Two years later Ratzinger, was elected Pope Benedict XVI and became de facto publisher of L'Osservatore.

So what the heck in going on here?

One answer is that Pope Benedict isn't quite the stick-in-the-mud that many people think. Yes, he's an 82-year-old German theology professor who plays classical music on his baby grand and doesn't know how to work a computer.

But he also knows that as pope he needs to reach out to everyone, especially young people, and he's willing to let others who know popular culture better than he engage youth on their own terrain.

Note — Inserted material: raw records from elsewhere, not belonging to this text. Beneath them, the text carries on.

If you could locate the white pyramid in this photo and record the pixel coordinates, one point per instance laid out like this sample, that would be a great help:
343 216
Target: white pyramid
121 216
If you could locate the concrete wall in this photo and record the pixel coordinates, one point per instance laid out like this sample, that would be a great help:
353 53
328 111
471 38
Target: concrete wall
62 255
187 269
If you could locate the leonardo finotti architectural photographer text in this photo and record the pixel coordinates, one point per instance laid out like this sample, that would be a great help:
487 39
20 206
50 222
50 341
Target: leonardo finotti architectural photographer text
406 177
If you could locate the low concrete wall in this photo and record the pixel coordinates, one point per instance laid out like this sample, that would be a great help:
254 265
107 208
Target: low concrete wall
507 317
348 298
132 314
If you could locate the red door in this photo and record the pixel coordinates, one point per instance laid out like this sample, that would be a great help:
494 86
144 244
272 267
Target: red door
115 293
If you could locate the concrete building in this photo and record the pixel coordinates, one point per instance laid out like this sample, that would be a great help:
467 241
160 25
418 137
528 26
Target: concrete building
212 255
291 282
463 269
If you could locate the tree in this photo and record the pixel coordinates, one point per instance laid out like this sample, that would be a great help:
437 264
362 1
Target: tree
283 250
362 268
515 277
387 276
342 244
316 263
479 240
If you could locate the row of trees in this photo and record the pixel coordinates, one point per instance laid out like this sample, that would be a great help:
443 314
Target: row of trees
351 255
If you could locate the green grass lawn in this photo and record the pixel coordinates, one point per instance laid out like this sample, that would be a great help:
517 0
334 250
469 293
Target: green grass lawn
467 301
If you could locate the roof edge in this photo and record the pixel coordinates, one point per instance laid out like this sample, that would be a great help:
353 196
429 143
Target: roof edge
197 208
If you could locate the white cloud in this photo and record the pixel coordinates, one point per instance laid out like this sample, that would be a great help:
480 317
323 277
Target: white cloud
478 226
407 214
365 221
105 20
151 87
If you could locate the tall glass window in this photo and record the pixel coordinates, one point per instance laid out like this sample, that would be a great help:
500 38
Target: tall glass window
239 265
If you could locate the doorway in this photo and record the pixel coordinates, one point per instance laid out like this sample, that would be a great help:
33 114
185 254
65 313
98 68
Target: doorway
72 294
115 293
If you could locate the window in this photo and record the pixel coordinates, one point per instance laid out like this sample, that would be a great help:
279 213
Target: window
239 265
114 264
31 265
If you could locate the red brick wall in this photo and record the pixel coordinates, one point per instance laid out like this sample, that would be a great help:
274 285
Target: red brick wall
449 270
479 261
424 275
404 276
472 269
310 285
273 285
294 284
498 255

Also, Benedict's second-in-command, Vatican Secretary of State Cardinal Tarcisio Bertone, is the churchman who really oversees the day-to-day operations of the Holy See and he is a member of the Salesian order, which is known for its focus on evangelizing young people.

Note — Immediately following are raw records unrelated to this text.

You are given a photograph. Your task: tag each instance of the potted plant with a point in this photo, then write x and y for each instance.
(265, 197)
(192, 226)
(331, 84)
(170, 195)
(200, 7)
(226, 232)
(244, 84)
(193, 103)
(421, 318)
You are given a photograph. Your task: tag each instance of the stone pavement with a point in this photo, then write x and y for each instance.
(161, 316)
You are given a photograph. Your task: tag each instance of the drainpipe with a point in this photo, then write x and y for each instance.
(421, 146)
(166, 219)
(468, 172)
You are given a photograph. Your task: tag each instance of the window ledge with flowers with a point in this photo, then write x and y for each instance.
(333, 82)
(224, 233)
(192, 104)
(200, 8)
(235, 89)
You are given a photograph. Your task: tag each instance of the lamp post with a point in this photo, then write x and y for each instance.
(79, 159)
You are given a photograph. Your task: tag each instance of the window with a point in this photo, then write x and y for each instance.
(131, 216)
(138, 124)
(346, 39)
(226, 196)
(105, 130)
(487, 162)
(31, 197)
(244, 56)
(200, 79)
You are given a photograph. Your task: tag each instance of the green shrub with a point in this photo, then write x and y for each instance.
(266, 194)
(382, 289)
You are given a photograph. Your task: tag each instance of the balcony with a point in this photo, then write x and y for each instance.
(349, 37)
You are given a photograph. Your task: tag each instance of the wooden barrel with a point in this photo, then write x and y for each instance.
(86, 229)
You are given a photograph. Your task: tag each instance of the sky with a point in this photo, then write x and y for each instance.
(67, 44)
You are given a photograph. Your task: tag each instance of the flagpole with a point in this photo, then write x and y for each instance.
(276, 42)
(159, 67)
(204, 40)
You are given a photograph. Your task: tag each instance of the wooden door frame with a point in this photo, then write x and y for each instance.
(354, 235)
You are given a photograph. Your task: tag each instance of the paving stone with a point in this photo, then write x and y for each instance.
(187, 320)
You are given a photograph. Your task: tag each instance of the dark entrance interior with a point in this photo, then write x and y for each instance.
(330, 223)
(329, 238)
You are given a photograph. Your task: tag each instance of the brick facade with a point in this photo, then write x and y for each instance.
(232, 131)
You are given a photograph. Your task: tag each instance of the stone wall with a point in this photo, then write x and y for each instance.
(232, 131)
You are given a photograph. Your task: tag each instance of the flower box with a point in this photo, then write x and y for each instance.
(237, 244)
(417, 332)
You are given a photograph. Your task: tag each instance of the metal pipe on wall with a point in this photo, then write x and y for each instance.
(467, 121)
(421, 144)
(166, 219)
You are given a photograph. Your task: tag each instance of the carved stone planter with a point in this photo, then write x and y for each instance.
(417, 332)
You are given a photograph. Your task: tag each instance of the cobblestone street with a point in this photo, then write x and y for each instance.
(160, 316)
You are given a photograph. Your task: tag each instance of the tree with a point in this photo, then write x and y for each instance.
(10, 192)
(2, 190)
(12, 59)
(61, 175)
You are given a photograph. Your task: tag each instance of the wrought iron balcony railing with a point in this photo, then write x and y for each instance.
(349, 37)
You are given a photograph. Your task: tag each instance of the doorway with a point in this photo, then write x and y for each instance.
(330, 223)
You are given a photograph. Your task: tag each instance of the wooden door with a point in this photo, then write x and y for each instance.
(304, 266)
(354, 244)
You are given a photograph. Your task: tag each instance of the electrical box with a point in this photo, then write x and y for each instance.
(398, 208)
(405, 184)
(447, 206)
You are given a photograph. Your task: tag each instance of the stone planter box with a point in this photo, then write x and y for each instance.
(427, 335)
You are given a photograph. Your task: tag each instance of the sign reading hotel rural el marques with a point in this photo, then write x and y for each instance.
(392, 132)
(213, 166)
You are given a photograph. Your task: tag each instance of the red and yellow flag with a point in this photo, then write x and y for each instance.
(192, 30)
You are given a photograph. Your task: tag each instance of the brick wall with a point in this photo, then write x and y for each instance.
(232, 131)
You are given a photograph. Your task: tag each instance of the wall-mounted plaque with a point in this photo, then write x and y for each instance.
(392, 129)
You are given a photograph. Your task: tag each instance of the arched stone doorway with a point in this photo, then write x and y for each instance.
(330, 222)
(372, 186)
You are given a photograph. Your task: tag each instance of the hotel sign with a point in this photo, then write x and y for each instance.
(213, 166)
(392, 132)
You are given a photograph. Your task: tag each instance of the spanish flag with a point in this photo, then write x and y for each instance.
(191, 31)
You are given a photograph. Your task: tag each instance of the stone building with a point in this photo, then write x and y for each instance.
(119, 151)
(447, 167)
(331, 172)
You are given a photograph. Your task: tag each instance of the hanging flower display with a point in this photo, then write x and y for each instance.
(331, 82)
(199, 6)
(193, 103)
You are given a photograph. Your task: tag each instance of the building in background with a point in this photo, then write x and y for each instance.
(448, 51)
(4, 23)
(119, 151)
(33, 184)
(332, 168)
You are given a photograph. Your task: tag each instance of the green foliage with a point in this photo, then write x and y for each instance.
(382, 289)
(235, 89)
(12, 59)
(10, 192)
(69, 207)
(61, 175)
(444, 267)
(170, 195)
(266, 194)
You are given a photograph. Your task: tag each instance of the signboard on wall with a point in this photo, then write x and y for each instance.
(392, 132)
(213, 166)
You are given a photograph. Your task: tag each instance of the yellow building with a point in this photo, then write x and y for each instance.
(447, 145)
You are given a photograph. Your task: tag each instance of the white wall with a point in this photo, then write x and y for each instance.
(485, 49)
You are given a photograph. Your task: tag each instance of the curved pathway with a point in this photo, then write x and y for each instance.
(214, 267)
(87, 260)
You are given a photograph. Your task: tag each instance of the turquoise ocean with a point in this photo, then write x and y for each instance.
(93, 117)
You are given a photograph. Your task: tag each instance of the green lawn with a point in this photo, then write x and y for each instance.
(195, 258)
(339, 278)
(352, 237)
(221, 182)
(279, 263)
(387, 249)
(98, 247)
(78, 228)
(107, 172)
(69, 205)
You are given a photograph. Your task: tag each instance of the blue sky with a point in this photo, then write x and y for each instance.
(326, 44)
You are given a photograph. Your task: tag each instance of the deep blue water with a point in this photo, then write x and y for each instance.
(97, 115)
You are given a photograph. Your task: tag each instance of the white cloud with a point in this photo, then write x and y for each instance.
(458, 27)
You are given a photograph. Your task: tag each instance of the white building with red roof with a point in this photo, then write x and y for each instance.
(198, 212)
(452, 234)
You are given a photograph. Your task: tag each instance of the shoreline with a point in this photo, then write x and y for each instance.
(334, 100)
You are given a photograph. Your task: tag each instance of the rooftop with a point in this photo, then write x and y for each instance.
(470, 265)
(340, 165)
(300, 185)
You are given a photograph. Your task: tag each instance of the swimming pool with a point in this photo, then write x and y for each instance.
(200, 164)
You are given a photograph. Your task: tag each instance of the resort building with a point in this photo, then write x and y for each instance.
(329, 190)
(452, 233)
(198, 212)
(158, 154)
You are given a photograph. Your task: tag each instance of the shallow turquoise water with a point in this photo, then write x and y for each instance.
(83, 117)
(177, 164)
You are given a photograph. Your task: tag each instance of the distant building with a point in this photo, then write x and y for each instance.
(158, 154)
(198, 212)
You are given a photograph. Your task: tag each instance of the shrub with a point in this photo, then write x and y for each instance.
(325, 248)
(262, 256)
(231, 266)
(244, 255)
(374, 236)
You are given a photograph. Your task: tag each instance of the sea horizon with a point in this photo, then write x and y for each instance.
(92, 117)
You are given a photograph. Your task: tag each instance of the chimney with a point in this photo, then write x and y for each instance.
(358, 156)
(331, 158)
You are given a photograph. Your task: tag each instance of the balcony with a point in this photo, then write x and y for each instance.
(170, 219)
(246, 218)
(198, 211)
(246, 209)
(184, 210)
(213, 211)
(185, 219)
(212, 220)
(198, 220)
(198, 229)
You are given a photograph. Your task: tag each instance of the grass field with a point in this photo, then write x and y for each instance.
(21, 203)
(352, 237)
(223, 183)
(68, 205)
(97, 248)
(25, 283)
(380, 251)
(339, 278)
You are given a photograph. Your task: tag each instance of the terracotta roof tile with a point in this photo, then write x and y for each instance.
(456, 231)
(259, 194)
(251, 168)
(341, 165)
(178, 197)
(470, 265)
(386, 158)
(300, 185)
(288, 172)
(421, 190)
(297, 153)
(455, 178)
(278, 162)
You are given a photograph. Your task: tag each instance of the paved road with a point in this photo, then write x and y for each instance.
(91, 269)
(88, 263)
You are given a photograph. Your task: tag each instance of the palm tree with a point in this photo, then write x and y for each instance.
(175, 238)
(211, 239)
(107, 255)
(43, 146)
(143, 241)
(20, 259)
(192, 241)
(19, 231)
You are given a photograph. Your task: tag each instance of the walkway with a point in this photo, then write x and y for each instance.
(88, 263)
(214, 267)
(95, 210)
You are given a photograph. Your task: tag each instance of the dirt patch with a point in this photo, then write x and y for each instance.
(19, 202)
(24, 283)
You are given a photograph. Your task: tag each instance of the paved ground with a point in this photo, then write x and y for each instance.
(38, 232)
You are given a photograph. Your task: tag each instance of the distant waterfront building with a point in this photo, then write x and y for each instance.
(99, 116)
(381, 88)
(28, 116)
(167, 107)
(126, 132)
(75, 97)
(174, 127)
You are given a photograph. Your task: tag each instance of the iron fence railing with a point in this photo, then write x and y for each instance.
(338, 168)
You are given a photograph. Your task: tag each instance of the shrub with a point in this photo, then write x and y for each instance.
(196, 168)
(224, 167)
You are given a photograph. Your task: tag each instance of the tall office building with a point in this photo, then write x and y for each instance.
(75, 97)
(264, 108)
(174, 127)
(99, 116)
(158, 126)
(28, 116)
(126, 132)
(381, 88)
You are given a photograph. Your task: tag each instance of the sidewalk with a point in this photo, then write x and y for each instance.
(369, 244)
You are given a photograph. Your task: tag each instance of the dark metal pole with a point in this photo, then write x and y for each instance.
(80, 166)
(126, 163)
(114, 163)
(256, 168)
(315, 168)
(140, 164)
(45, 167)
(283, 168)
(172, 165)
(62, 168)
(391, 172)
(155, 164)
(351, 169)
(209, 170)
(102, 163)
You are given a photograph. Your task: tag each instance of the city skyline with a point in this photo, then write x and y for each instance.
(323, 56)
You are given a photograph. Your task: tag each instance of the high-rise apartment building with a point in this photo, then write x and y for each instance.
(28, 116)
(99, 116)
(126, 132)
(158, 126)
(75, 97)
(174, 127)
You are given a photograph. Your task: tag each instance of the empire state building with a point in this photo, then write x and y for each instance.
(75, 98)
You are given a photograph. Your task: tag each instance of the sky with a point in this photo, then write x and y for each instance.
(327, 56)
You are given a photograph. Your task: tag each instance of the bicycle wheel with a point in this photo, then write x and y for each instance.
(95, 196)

"Both the pope and the cardinal obviously were hoping for L'Osservatore Romano to become more engaged in the news and ideas of the current culture," said Robert Mickens, Vatican correspondent for The Tablet, a Catholic weekly.

"These topics hardly ever deal with Catholic doctrinal questions, so it was never considered a high-risk strategy."

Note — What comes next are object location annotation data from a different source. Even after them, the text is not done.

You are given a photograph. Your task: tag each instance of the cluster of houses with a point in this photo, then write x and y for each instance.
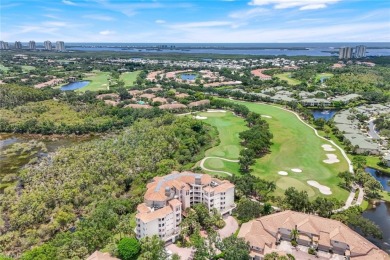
(206, 77)
(326, 235)
(362, 135)
(147, 99)
(167, 198)
(234, 64)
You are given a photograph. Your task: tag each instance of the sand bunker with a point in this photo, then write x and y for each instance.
(216, 111)
(332, 158)
(322, 188)
(200, 117)
(328, 148)
(296, 170)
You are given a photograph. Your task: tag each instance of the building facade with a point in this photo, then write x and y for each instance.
(60, 46)
(167, 197)
(360, 51)
(18, 45)
(31, 45)
(47, 45)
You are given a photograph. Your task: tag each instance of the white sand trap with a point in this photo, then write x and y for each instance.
(296, 170)
(328, 148)
(322, 188)
(200, 117)
(332, 158)
(216, 111)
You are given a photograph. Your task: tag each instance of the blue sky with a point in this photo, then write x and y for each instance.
(196, 20)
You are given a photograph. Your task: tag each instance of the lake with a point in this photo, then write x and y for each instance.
(74, 85)
(11, 164)
(325, 114)
(383, 179)
(380, 215)
(188, 76)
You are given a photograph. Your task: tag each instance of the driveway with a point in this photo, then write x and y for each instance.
(183, 252)
(230, 227)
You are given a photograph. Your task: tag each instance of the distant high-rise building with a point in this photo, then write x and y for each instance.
(345, 53)
(4, 45)
(48, 45)
(31, 45)
(60, 46)
(360, 51)
(18, 45)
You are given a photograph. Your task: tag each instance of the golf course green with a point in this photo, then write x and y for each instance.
(295, 146)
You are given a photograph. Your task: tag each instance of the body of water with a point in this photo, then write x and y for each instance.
(380, 215)
(188, 76)
(74, 85)
(270, 49)
(325, 114)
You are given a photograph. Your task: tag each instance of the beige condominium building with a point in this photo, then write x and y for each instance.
(327, 235)
(168, 196)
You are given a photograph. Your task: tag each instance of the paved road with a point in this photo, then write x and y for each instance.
(230, 227)
(223, 159)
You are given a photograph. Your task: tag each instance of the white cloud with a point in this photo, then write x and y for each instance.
(106, 32)
(248, 14)
(67, 2)
(201, 24)
(302, 4)
(55, 24)
(99, 17)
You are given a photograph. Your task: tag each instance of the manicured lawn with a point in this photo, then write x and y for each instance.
(98, 81)
(129, 77)
(3, 68)
(296, 146)
(323, 75)
(372, 161)
(229, 126)
(26, 68)
(286, 76)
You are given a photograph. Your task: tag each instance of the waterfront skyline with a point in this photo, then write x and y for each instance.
(197, 21)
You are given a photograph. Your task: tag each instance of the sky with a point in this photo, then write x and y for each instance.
(195, 21)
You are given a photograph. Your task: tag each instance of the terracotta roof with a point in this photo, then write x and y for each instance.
(174, 203)
(326, 229)
(97, 255)
(142, 208)
(138, 106)
(160, 99)
(148, 96)
(172, 106)
(111, 95)
(160, 213)
(199, 103)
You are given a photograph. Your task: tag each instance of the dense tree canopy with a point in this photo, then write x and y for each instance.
(90, 186)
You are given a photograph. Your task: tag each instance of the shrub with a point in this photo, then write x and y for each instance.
(128, 248)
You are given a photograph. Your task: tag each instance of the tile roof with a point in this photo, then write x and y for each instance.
(326, 229)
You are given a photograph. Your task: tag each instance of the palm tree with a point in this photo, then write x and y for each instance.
(294, 235)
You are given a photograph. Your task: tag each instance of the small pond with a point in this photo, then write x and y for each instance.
(188, 76)
(325, 114)
(74, 85)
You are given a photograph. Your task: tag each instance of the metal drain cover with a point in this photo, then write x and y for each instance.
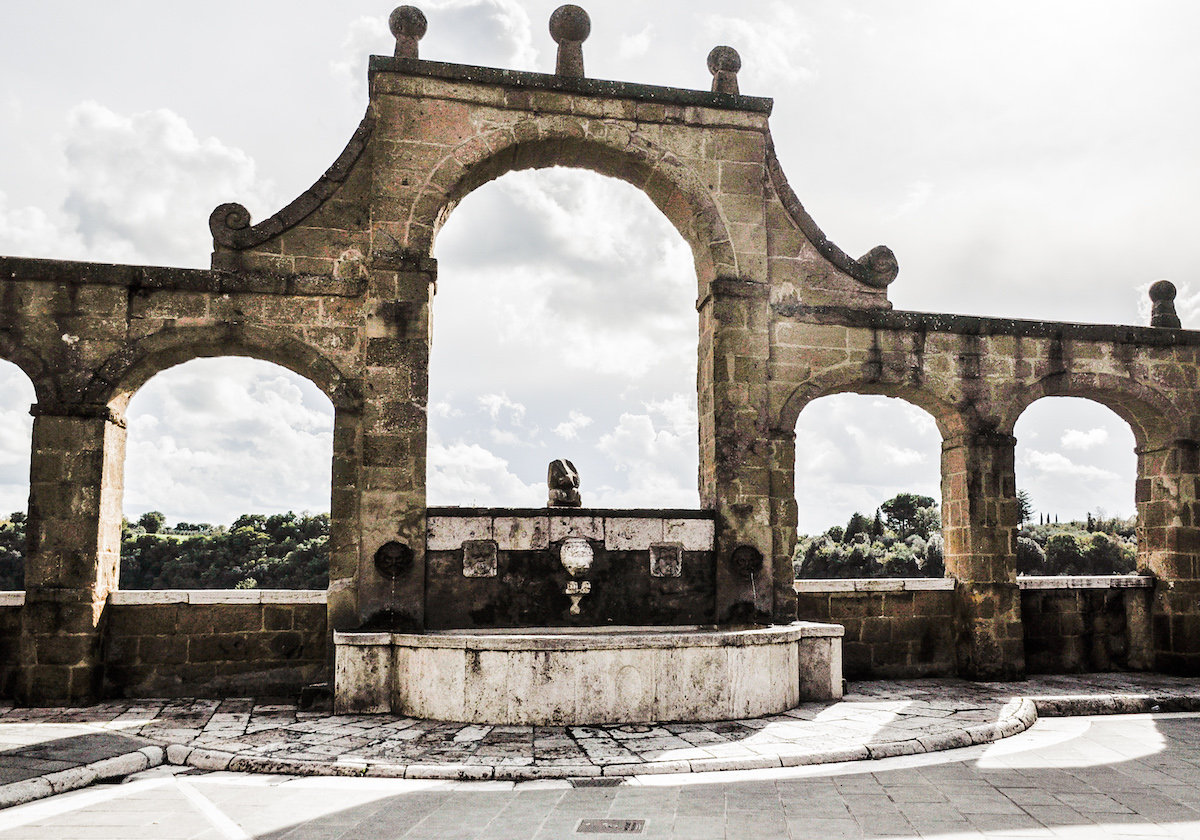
(597, 781)
(610, 827)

Yet by drawing more eyeballs to the newspaper through articles on popular culture, Mickens said, L'Osservatore "could more easily become a vehicle for spreading the teachings of the pope and the Vatican."

Making the Vatican daily more appealing has been a longtime ambition of many outside the Vatican.

In 1961, in a talk marking the centenary of L'Osservatore, Cardinal Giovanni Battista Montini of Milan noted that L'Osservatore had no coverage of theatre, sports, finance or fashion, not to mention cartoons or puzzles "or of anything that would seem to capture the curiosity, if not always the interest, of the so-called general public."

The newspaper's articles, Montini, said, "are so carefully crafted, so sanitized, so dignified as to shelter the reader from any shock or thrill in the titles and in the texts, as if one wished to train him in serenity and good mental hygiene. A serious newspaper, a grave newspaper; who would ever read it on the tram or at the bar, who would ever strike up a discussion about it?"

The answer was hardly anyone, except for diplomats and journalists and churchmen, which is in part why circulation dropped from a high of 60,000 down to a few thousand in recent years. Still, change seemed more dangerous than keeping it the same.

When Cardinal Montini was elected Pope Paul VI he didn't improve the newspaper he himself thought boring, and John Paul II was his own best spokesman, so there was no need.

But today, with few advertisements and more than 100 employees, the newspaper loses about $6 million a year, according to Catholic News Service.

L'Osservatore is also facing the same struggles to find a readership as the rest of the media.

With that in mind, the Vatican in 2007 brought in a 55-year-old church historian and commentator Giovanni Maria Vian as editor and sent the 76-year-old Mario Agnes into retirement.

The newspaper still publishes every word the pope says, and it has one weekly edition in English and several other languages.

But under Vian's direction the newspaper has been slimmed down and made easier to read.

Coverage of Italian affairs has been reduced, and graphics have been added (judiciously, of course).

And for the first time the newspaper is including interviews and commentaries, some of them from women and non-Catholics.

The new-look L'Osservatore has even generated a fair amount of controversy inside the church for articles on disputed aspects of bioethics or, during the 2008 campaign, for Vian's measured but clear praise for Barack Obama at the same time many American church leaders were blasting the Democratic candidate.

But above all it is the newspaper's coverage of popular culture and entertainment that has drawn notice, and may be the daily's salvation, if any "dead-tree" publication can in fact survive.

Next up in that campaign must be a long-awaited revamp of L'Osservatore's Web site.

As it stands now, L'Osservatore is doing a bang up job covering popular culture, but it's hard for anyone in popular culture to find it.